Coffee and omeprazole are often taken together to help manage gastroesophageal reflux disease (GERD). coffee is thought to increase the production of stomach acid, while omeprazole works to decrease the amount of acid produced. Together, these two medications can help to control GERD symptoms. However, it is important to speak with a healthcare provider before combining coffee and omeprazole, as there may be potential side effects or interactions. In general, coffee is safe to drink in moderation when taking omeprazole. However, if coffee aggravates your symptoms, it may be best to avoid it altogether and, as always, speak with your healthcare provider about the best way to manage your GERD symptoms.
Is green tea good for acid reflux?
Interestingly, there is some evidence that green tea may actually help to reduce the symptoms of acid reflux. One study found that participants who drank green tea experienced significantly less reflux than those who drank coffee. The exact mechanisms are not yet known, but it is thought that the polyphenols in green tea may help to reduce inflammation in the digestive tract.
So if you’re struggling with acid reflux, it may be worth giving green tea a try. Just be sure to avoid adding any milk or sugar, as these can aggravate symptoms. And of course, if you find that green tea does trigger heartburn, you can always stick to coffee.
What coffee is good for acid reflux?
Some coffee beans are more acidic than others, and dark roast coffee tends to be less acidic than light roast. In addition, coffee that has been brewed for a longer period of time is generally more acidic than coffee that has been brewed for a shorter period of time. For those who suffer from acid reflux, it is best to stick with coffee that is less acidic and has been brewed for a shorter period of time.

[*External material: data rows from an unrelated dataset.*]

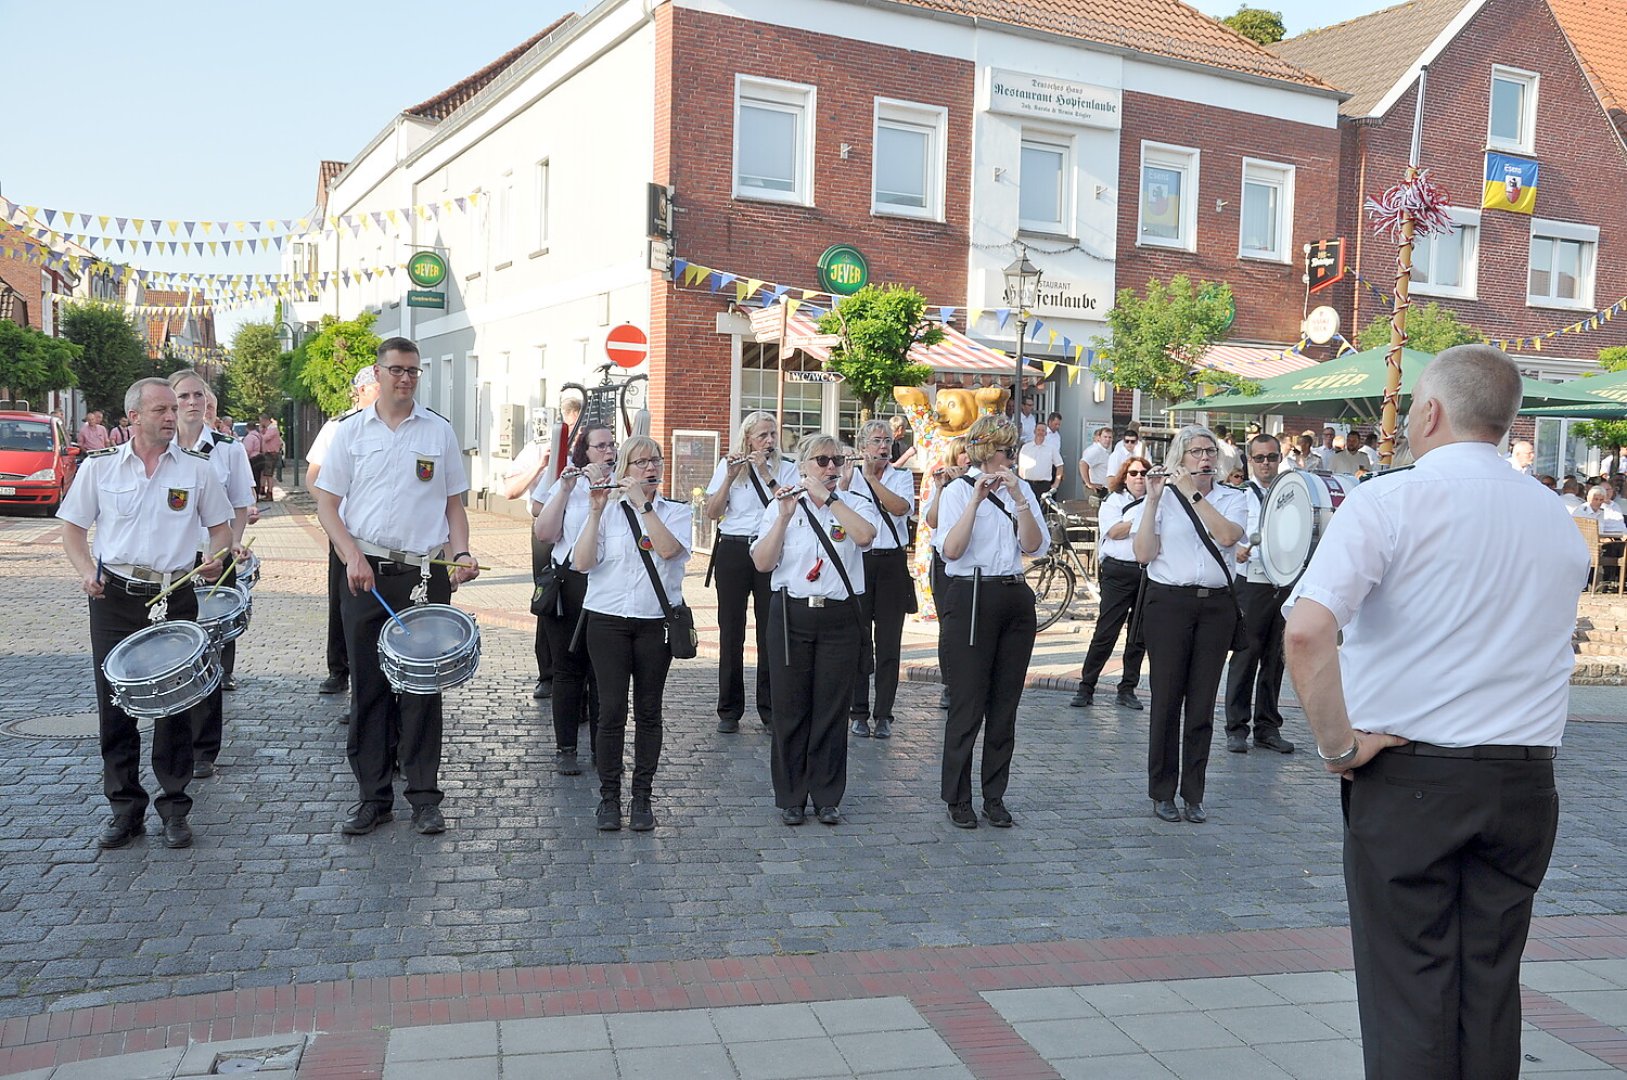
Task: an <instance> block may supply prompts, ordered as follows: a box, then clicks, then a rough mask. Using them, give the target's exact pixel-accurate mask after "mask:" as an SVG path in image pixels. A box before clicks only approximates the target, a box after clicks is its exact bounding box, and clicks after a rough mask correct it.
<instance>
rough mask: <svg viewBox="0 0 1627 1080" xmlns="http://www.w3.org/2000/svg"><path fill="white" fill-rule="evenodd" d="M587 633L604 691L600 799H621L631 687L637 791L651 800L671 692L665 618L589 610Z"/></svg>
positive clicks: (601, 690) (636, 782)
mask: <svg viewBox="0 0 1627 1080" xmlns="http://www.w3.org/2000/svg"><path fill="white" fill-rule="evenodd" d="M586 636H587V651H589V652H591V654H592V657H594V672H595V673H597V675H599V690H600V691H602V696H600V708H602V711H600V714H599V734H597V735H595V738H594V764H595V766H597V769H599V797H600V799H620V797H622V768H623V766H622V756H623V753H625V750H626V691H628V688H631V690H633V795H635V797H638V795H644V797H646V799H648V797H649V794H651V789H652V787H654V782H656V768H657V766H659V764H661V703H662V698H664V696H665V691H667V668H670V667H672V649H669V647H667V626H665V620H661V618H622V616H620V615H600V613H599V612H589V613H587V631H586ZM555 678H558V677H555Z"/></svg>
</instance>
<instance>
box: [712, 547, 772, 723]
mask: <svg viewBox="0 0 1627 1080" xmlns="http://www.w3.org/2000/svg"><path fill="white" fill-rule="evenodd" d="M713 577H714V582H716V586H718V717H719V719H724V721H739V719H740V717H742V716H745V602H747V600H750V602H752V615H753V618H755V620H757V716H758V719H761V721H763V724H768V722H770V721H771V719H773V716H774V703H773V695H771V693H770V690H768V682H770V675H768V672H770V664H768V662H766V660H765V659H763V657H765V654H766V652H768V599H770V595H771V594H773V587H771V586H770V582H768V574H765V573H761V571H758V569H757V566H753V564H752V545H750V543H745V542H742V540H729V538H726V537H721V535H719V537H718V550H716V560H714V564H713Z"/></svg>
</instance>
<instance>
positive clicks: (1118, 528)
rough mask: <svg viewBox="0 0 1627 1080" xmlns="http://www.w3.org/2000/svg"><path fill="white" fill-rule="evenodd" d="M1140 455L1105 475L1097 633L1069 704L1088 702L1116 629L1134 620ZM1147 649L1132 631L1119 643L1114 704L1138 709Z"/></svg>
mask: <svg viewBox="0 0 1627 1080" xmlns="http://www.w3.org/2000/svg"><path fill="white" fill-rule="evenodd" d="M1150 468H1152V465H1149V464H1147V459H1145V457H1131V459H1128V460H1126V462H1124V464H1123V465H1119V470H1118V475H1114V477H1113V478H1110V480H1108V491H1110V493H1111V494H1108V498H1106V499H1103V501H1101V512H1100V517H1098V519H1097V581H1098V582H1100V586H1101V610H1100V612H1098V613H1097V633H1095V636H1092V638H1090V649H1088V651H1087V652H1085V665H1084V667H1082V668H1080V672H1079V693H1075V695H1074V699H1072V701H1069V703H1067V704H1069V708H1074V709H1084V708H1088V706H1090V704H1092V701H1093V699H1095V693H1097V680H1098V678H1101V668H1103V667H1106V662H1108V657H1111V655H1113V646H1116V644H1118V634H1119V629H1123V628H1124V625H1126V623H1128V625H1129V626H1134V625H1136V597H1137V595H1139V594H1141V573H1142V569H1141V563H1137V561H1136V527H1137V525H1141V514H1142V509H1144V507H1145V501H1147V470H1150ZM1145 652H1147V649H1145V646H1142V644H1141V639H1139V638H1137V636H1136V634H1134V633H1132V634H1131V636H1129V639H1128V641H1126V642H1124V670H1123V673H1121V675H1119V691H1118V704H1119V708H1124V709H1141V699H1139V698H1137V696H1136V686H1137V685H1139V683H1141V660H1142V657H1144V655H1145Z"/></svg>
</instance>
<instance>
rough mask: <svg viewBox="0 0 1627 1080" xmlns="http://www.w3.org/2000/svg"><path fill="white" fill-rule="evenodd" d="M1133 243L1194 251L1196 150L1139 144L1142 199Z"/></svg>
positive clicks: (1196, 246)
mask: <svg viewBox="0 0 1627 1080" xmlns="http://www.w3.org/2000/svg"><path fill="white" fill-rule="evenodd" d="M1139 203H1141V207H1139V224H1137V229H1136V242H1137V244H1145V246H1152V247H1180V249H1181V250H1197V151H1196V150H1193V148H1189V146H1167V145H1163V143H1142V145H1141V198H1139Z"/></svg>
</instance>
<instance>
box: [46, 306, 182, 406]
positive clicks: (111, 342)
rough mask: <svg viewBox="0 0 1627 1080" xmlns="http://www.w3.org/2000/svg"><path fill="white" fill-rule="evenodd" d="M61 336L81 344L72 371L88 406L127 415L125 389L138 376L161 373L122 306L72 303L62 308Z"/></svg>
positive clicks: (126, 387)
mask: <svg viewBox="0 0 1627 1080" xmlns="http://www.w3.org/2000/svg"><path fill="white" fill-rule="evenodd" d="M62 335H63V337H65V338H67V340H70V342H72V343H75V345H78V346H80V355H78V356H76V358H75V359H73V374H75V377H76V379H78V387H80V392H81V394H83V395H85V403H86V408H89V410H96V408H99V410H103V412H106V413H107V415H109V416H122V415H124V392H125V390H129V389H130V384H132V382H135V381H137V379H145V377H148V376H155V374H159V371H158V364H155V363H153V361H151V359H150V358H148V355H146V345H145V343H143V342H142V335H140V333H138V332H137V329H135V325H133V324H132V322H130V319H129V317H127V316H125V314H124V309H122V307H114V306H112V304H72V306H68V307H63V311H62Z"/></svg>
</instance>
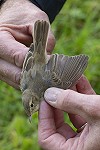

Can decaf coffee cause acid reflux or heartburn? No doubt, many people experience acid reflux after taking coffee. If you are the sensitive type, you don’t have to keep away from your favorite cup. You can weigh in on the types of coffee available to try out what works best for you. Furthermore, you will also have to check on your style or process of brewing coffee for healthy and excellent results.
Most people opt for the cold brewing method, using cold water instead of hot water, to reduce the acidity levels. This retains the smooth flavor and quality without having to worry about experiencing acid reflux. Other lifestyle practices can help minimize such cases, like taking smaller meals and avoiding spicy and fatty foods among others.